An op-ed in the pro-Bush Times of London found the president’s itinerary, which features three sets of kings and queens in three days and no “ordinary citizens,” “unfortunate.” It fretted that “he appears set to spend more time with minor royalty than with President Putin, who has a two-hour slot on the last day. … It would be easy for Mr Bush to waltz through a pageant of royalty and then dismiss European concerns as irrelevant, to leave at the weekend concluding that there was no real role for him to play. That would be the first serious mistake of his presidency.” The Moscow Times defense columnist agreed that the brevity of the Ljubljana meeting “guarantees that nothing of substance can happen.” The United States isn’t offering enough to convince Russia to compromise on the 1972 ABM Treaty, which must be set aside before the missile shield can be developed.

Things that are important here are, say, the head of one’s personal enemy on a platter, a multimillion-dollar direct bribe or a lucrative multibillion-dollar contract signed with a powerful lobbyist. That’s what they call an “incentive to reach a compromise” in Moscow. As long as the United States is offering Russia various academic “incentives” to compromise on missile defense—things like participation in joint exercises, military or economic aid that cannot be snatched up by insiders and the like—they will be seen in the Kremlin as trying get something for nothing and will be greeted with nothing but sneers.

Like Madonna, the president began his tour in Spain. There were many theories about why Spain received that honor, including: the center-right politics of Prime Minister José María Aznar’s government; the Bush administration’s interest in Latin America, in which the United States and Spain are the top investors; and the importance of the U.S. naval station in Rota, “the gateway to the Mediterranean.” Papers across the spectrum from ABC on the right to El País on the center-left agreed that the visit was a diplomatic triumph for Spain, but it was by no means a love fest: Although Prime Minister Aznar was generally supportive of missile defense, Spain and the United States are at odds over the Cuban embargo and the Helms-Burton Act, the anti-paramilitary aspects of the Plan Colombia, global warming and the Kyoto accords, and most of all, the death penalty.

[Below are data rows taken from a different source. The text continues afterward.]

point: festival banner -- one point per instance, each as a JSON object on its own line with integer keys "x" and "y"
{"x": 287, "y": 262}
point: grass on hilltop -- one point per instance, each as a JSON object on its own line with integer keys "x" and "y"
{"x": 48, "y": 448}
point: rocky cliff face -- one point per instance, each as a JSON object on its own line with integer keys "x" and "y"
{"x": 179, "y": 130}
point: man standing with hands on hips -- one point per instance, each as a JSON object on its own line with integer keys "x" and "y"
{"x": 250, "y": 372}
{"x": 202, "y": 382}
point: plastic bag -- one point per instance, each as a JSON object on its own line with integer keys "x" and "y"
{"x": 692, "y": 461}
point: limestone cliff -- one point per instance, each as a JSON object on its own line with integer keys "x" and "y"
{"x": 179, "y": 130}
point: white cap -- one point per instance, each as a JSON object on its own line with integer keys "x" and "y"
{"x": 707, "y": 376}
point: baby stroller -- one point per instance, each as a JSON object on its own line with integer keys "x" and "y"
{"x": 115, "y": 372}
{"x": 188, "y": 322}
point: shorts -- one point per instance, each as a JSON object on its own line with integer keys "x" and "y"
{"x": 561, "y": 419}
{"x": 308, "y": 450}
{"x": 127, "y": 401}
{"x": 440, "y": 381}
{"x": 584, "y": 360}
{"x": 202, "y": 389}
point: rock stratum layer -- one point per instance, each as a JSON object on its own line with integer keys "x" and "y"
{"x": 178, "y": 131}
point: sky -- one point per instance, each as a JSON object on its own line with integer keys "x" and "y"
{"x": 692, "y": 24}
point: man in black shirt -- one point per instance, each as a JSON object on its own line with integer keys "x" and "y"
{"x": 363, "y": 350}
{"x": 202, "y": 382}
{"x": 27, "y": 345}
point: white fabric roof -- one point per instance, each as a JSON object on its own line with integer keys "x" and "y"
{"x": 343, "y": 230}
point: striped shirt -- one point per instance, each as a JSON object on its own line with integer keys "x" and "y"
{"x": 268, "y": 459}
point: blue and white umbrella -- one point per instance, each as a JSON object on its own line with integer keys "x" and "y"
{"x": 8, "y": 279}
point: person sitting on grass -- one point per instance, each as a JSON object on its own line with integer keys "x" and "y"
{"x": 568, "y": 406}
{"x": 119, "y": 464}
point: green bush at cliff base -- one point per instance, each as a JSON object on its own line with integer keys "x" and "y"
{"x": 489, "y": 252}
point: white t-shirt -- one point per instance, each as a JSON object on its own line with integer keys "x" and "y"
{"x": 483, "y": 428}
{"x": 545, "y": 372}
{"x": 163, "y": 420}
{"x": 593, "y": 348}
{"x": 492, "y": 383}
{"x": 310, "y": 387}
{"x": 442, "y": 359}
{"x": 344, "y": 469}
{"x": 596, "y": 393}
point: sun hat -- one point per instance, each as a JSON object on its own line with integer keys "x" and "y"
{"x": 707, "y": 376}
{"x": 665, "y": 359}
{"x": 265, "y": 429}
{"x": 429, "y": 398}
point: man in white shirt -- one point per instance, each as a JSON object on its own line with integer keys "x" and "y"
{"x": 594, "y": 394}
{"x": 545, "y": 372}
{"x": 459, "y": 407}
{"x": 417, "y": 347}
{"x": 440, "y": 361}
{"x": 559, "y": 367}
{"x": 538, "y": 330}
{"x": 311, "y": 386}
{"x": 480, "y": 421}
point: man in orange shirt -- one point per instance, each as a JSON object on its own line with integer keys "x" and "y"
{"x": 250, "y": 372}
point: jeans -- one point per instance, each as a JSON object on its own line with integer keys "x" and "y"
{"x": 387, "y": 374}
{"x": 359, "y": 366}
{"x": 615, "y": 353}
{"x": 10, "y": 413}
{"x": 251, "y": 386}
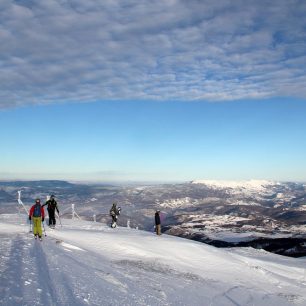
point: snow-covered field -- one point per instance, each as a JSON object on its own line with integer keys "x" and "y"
{"x": 87, "y": 263}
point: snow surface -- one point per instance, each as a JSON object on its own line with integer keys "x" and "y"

The timing of Bush’s arrival in Europe the day after Timothy McVeigh’s execution meant that capital punishment was high on everyone’s agenda. In France, Le Monde dismissed Bush’s statement, “We have our laws; you have yours.” “This is the kind of argument used by Chinese leaders when they are taken to task over human rights violations … but it does not work for the United States … which claims to be a world leader.” It concluded that the United States’ support for the death penalty provides Europe “with moral and judicial superiority over American power.”

The reviews of Bush’s performance at the NATO summit in Brussels Wednesday were mixed. El País said George Bush’s declaration that European allies were softening to the missile-defense project was “more of an example of the president’s ‘charm offensive’ than a statement of fact.” Le Temps of Switzerland’s assessment: “It wasn’t delirious enthusiasm. Nor was it open hostility.”

As he often did during the 2000 U.S. election campaign, Bush launched into his rather idiosyncratic Spanish upon arrival in Madrid, but whereas American journalists didn’t make a big deal of his second-language shortcomings (his English kept them pretty busy), the Europeans couldn’t resist. El Mundo of Madrid made passing mention of Bush’s iffy grammar, but the British piled on. The Times reported, “The language he learnt from the Hispanics of Texas is a far cry from the language of Cervantes. In an interview on Spanish television, he twisted the grammar, mixed up genders and accentuated the wrong vowels.” A Daily Telegraph’s editorial defended Bush, applauding him for trying: “Most people with English as their first language rarely venture beyond the odd query regarding the whereabouts of the railway station or a self-congratulatory remark about the weather. President Bush is more robust.”